What's e-diplomacy? How can web tools help diplomats in their every day activities? What are the most recent developments in this field? And, at the end of the day, why should diplomats care about that. These are the main questions addressed at the first e-diplomacy launch event organised by Diplo Foundation and held at the Permanent Representation of Malta to the European Union.
The Brussels Launch was addressed by the partners of E-diplomacy Initiative: Ambassador Richard Cachia Caruana, Permanent Representative of Malta to the European Union, Mr. Paul Garnier, Deputy Head of the Swiss Mission to NATO and Ms. Marylin Cade, Representative of AT&T.
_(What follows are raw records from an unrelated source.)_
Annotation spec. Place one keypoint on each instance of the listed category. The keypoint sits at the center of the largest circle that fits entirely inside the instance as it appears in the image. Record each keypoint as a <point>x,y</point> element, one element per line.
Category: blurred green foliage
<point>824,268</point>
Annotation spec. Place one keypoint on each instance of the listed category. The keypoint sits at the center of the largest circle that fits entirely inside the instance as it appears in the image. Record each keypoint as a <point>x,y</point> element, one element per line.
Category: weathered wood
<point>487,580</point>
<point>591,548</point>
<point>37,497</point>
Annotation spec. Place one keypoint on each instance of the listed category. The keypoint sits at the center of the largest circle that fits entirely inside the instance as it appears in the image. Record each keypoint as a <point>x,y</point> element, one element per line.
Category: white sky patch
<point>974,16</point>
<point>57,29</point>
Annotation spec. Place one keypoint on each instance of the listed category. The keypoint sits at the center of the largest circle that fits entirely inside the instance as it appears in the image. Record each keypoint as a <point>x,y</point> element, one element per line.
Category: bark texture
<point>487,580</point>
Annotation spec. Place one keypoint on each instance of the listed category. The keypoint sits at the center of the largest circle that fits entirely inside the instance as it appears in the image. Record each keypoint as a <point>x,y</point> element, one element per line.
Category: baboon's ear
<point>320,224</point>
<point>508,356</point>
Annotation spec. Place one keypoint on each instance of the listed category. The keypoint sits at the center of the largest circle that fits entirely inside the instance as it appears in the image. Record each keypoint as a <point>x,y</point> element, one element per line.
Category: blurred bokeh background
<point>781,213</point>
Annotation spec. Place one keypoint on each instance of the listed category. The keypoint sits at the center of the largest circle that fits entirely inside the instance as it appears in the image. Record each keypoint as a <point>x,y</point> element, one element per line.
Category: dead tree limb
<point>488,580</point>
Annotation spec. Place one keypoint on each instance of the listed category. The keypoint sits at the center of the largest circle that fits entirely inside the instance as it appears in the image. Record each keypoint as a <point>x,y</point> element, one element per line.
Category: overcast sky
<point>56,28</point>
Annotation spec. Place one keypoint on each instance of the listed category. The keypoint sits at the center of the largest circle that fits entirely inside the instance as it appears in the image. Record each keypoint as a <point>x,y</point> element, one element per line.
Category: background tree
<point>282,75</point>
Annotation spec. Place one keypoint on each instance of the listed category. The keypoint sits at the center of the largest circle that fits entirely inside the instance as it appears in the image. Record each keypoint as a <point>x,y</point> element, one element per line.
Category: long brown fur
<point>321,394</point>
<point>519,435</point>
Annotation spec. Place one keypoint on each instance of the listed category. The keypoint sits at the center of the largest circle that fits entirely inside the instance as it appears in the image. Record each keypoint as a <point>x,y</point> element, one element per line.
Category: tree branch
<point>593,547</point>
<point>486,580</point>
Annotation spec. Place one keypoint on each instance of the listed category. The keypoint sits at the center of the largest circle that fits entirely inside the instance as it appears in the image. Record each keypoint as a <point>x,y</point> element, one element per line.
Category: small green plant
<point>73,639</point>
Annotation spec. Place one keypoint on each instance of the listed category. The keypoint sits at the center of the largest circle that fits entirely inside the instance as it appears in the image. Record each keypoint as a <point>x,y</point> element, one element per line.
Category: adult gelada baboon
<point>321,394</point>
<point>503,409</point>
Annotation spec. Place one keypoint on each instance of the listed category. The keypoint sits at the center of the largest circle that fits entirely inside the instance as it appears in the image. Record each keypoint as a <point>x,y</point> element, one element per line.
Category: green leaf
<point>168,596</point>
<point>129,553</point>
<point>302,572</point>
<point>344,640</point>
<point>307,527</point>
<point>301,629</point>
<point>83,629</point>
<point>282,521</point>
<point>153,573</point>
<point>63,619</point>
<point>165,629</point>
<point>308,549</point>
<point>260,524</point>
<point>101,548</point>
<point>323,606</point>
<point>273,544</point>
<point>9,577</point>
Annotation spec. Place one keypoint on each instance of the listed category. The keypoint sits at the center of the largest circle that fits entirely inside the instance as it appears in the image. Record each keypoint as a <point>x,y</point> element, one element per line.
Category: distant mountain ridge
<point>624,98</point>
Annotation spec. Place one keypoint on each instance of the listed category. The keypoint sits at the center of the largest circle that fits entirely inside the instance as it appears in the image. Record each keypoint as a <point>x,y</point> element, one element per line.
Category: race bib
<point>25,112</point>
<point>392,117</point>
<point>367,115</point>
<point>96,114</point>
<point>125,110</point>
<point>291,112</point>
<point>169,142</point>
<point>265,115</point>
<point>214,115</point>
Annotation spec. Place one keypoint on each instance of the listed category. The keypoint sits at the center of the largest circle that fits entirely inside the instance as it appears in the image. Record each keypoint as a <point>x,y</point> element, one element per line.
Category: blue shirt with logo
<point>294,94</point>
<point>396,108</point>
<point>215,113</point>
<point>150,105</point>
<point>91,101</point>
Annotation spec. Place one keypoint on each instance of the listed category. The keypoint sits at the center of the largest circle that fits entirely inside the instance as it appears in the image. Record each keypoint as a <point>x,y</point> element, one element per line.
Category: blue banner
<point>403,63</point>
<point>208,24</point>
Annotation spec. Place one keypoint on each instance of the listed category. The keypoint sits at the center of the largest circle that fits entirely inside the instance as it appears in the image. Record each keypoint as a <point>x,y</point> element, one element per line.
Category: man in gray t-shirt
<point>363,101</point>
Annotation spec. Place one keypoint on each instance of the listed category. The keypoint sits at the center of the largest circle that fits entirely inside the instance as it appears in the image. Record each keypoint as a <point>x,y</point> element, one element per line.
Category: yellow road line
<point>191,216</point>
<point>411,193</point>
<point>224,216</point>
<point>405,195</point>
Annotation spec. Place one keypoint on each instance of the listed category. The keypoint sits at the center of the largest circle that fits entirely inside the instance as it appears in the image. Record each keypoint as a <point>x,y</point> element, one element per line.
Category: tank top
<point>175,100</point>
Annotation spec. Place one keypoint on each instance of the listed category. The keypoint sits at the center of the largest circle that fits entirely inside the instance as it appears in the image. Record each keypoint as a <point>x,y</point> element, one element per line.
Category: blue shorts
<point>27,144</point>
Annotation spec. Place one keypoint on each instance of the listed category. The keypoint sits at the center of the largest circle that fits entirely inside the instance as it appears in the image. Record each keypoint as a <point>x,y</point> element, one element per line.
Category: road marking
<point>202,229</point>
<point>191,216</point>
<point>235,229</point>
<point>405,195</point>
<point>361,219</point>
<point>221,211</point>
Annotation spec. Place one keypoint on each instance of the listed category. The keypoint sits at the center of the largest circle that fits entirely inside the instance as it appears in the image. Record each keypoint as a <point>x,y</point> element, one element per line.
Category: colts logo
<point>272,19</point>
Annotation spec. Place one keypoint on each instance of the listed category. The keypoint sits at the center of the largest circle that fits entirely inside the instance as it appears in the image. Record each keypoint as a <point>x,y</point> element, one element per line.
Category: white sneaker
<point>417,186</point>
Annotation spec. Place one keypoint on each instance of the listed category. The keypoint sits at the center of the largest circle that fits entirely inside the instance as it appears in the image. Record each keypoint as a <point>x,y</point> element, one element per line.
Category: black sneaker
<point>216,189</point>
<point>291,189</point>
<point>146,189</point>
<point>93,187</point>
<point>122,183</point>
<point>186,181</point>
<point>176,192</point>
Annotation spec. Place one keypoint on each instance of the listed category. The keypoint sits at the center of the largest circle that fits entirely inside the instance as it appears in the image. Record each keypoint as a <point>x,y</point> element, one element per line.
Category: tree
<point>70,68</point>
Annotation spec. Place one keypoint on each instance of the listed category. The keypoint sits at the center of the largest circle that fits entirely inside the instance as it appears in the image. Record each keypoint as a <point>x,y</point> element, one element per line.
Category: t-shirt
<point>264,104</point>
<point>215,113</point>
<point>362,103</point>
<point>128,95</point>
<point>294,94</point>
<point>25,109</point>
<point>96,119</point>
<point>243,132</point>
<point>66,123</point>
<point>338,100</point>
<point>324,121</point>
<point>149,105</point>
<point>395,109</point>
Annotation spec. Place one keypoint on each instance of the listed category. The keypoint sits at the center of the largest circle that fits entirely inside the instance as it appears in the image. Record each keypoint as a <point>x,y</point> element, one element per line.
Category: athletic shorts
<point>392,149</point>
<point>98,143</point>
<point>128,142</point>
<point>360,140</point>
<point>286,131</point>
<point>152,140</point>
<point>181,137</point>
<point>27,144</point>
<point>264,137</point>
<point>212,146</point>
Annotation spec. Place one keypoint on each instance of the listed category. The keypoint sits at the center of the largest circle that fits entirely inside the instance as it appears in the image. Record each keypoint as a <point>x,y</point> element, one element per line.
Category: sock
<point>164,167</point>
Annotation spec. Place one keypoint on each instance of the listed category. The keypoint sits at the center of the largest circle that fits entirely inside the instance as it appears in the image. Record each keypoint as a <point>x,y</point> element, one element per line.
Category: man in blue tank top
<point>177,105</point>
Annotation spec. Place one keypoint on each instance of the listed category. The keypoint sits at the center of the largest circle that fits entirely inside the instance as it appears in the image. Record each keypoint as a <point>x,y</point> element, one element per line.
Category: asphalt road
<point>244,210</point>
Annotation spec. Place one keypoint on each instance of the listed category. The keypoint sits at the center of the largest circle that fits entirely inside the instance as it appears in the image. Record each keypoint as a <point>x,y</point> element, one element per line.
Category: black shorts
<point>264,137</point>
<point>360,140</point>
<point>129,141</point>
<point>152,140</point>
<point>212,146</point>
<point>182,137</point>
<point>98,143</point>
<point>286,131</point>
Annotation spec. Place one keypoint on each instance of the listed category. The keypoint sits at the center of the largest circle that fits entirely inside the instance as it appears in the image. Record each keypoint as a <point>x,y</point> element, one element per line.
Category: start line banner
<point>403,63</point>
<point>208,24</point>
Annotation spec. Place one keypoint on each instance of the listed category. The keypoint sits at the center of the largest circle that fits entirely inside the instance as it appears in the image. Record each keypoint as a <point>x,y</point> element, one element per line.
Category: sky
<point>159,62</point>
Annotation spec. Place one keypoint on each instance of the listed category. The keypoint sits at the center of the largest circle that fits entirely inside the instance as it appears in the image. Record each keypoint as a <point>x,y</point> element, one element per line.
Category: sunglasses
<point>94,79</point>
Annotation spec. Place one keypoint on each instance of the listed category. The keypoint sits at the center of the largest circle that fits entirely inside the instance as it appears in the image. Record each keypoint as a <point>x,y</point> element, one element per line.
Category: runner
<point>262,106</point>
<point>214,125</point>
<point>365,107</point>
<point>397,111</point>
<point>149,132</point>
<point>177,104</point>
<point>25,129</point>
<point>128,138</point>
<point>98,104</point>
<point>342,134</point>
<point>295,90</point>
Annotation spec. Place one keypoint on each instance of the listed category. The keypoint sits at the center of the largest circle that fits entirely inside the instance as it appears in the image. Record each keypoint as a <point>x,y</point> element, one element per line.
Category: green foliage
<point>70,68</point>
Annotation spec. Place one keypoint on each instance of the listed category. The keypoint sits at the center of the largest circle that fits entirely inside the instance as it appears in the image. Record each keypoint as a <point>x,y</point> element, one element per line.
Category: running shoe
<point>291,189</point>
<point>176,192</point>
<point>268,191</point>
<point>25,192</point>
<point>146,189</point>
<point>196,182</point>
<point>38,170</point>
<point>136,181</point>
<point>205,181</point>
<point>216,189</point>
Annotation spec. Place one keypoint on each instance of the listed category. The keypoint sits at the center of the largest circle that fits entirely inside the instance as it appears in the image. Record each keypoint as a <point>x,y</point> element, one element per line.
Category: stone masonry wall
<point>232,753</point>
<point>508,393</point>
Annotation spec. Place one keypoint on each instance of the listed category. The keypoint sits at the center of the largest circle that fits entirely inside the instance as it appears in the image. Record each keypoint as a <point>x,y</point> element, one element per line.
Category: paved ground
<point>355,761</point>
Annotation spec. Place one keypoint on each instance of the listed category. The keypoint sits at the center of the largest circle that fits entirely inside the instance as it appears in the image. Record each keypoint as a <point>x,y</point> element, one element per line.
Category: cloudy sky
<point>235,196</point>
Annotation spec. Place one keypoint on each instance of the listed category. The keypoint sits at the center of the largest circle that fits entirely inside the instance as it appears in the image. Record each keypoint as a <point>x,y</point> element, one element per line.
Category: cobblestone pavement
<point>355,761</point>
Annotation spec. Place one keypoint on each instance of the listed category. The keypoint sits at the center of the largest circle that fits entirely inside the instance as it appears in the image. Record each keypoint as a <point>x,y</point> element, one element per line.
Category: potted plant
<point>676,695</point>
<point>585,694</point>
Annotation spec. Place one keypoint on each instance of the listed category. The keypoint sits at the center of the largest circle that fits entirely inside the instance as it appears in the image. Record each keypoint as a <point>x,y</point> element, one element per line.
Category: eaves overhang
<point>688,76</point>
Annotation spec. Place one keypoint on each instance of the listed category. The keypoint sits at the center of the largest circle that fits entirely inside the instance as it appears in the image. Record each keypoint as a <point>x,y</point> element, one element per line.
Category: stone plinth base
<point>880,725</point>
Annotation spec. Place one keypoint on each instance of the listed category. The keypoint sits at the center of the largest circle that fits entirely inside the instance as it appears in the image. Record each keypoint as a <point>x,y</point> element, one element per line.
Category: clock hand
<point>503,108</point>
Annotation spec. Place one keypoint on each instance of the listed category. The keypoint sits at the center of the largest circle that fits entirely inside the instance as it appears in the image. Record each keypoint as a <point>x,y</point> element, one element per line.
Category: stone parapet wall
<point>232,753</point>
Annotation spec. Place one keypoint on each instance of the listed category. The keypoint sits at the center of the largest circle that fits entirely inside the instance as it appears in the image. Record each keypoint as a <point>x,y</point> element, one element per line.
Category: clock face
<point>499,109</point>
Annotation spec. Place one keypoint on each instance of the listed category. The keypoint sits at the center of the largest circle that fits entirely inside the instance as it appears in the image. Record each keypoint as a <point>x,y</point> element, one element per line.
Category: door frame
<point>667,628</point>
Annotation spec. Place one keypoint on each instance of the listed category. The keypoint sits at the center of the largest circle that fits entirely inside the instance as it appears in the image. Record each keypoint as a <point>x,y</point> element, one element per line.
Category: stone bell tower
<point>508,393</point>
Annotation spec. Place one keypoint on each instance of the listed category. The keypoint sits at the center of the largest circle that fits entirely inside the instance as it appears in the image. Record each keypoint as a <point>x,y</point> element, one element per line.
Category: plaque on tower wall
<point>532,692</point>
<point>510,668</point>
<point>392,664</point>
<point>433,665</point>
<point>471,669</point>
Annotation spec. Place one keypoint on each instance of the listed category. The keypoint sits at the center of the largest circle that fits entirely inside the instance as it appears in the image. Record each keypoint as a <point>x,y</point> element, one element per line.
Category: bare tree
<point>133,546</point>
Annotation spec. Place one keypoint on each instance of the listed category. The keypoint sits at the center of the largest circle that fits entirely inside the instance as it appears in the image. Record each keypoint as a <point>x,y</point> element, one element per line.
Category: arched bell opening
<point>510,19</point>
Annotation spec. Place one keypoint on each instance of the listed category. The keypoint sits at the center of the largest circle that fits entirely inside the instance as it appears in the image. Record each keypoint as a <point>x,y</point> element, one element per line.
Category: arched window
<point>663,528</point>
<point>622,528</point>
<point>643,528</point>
Stefano Baldi, First Counsellor at the Italian Representation to the EU, addressed the 60 participants to the session focussing his intervention on 'why' diplomats should be aware of the possibilities that internet offers them nowadays. The internet is changing faster, and every day new applications are released; there is quite a buzz around the so called web2.0, and we have at our hand a lot of possibilities and choices. However, it's not about the tools: it's about the way these tools can improve diplomats' working practices, so that "we don't work harder, we just work smarter!"
Every diplomat, in his daily work, has to perform a set of tasks and activities such as negotiate, communicate, manage information, organise events, travel; each of these entails also managing people and resources. However, while duties are adding up, the amount of time available to perform them is always the same, and financial resources at disposal are often decreasing. So what can be used to do more in the same amount of time?
While diplomats normally use word processors, email and excel, there are several new, web2.0 tools that can enable to effectively share, work together and collaborate.
For Mr. Baldi, there are 8 core applications that diplomats could effectively adopt in their daily practices. These are: wikis, Skype, Google desktop, social bookmarking, feed readers like Netvibes, Doodle, mind mapping tools, and PDF printer.
While most of these seemed to be pretty new words for the participants of the session, for Diplo's Director Jovan Kurbalija the e-tools "should become the bread and butter for diplomats" as they allow to share experiences and knowledge in a cheap, easy and fast way, thus facilitating collaboration. Most of e-tools are entering the diplomatic world from "the backdoor" (use of word processors for negotiating texts, e-mail exchanges). The E-diplomacy initiative recognises this changing reality and provide space for exchanging ideas how e-tools can be used more effectively.
However, diplomacy is not e-diplomacy yet and this, according to Mr. Baldi, is a matter of organisation and procedures, rather than a technological issue. Indeed, the main challenge to translate traditional diplomatic activities into the digital world is also about changing a deeply rooted working mindset and not only providing diplomats with an adequate preparation on e-tools.